VI. – En conséquence, à l’alinéa 34, supprimer les mots :
« de l’année 2026 ».
VII. – En conséquence, à la fin de l’alinéa 36, substituer aux mots :
« des années 2025 et 2026 »,
les mots :
« à compter de l’année 2025 ».
Cet amendement du groupe Écologiste et Social vise à rendre pérenne la contribution différentielle sur les hauts revenus.
En effet, ce projet de loi de finances est très inégalitaire : aux plus riches, il est demandé seulement un effort fiscal ponctuel. Mais pour les classes populaires et moyennes, qu’il s’agisse du gel des pensions, des hausses de franchise médicale ou de la dégradation aggravée des services publics et de notre système de santé, ce sont des mesures qui vont de fait s’imposer et provoquer une perte de pouvoir d’achat durable. Il semble donc important d’ancrer dans le temps cette mesure afin qu’elle soit réellement une mesure de justice fiscale, même si les mesures les plus pertinentes pour assurer la redistribution des richesses doivent cibler prioritairement le patrimoine, comme nous le proposons dans d’autres amendements, et notamment la taxe Zucman.

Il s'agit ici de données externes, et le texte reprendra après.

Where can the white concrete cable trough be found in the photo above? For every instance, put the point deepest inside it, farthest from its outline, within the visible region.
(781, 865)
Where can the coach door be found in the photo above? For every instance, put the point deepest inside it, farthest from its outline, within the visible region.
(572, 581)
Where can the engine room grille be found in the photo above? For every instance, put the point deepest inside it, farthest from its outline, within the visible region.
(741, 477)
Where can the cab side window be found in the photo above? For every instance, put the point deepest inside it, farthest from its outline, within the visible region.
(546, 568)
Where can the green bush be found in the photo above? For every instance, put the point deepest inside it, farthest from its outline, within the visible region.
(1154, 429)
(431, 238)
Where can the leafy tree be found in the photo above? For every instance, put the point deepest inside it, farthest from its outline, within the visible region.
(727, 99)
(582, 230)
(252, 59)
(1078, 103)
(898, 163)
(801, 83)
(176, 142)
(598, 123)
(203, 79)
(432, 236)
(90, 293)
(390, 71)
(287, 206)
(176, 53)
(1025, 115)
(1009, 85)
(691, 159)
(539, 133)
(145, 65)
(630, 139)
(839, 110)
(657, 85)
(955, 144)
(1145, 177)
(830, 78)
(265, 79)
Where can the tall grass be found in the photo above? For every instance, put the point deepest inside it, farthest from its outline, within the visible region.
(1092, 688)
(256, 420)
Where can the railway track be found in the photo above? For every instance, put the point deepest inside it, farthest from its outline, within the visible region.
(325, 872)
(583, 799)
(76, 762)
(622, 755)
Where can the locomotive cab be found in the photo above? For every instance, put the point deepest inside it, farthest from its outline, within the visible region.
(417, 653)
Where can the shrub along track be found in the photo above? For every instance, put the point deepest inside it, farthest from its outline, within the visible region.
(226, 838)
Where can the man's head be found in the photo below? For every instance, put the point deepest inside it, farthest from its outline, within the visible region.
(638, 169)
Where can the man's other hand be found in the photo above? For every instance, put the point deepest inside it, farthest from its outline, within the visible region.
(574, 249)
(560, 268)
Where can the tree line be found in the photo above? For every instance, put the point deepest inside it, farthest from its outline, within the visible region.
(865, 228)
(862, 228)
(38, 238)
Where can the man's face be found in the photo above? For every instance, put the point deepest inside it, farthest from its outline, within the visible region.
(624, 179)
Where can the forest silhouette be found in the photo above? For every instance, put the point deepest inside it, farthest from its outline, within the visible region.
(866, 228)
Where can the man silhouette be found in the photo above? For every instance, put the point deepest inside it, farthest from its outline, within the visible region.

Le problème de manque de recettes qui a causé le déficit que nous connaissons actuellement n’est pas conjoncturel mais structurel : il résulte de la politique menée depuis 2017 visant à diminuer les impôts des plus riches et des grandes entreprises. Cette politique menée au nom de « l’attractivité » s’est révélée être un puits sans fond de cadeaux fiscaux aux plus riches, accompagnées de baisses des dépenses publiques pour les personnes les plus modestes et les classes moyennes qui ont provoqué une explosion des inégalités. Ainsi, le patrimoine des 500 plus grosses fortunes françaises est passé de 20 % du PIB en 2017 à 45 % du PIB en 2022. Dans le même temps, la pauvreté et la précarité ont explosé. C’est donc de mesures fiscales pérennes, ciblant les plus aisés et les grandes entreprises, dont nous avons besoin, pour ne pas reproduire dans le futur les mêmes erreurs.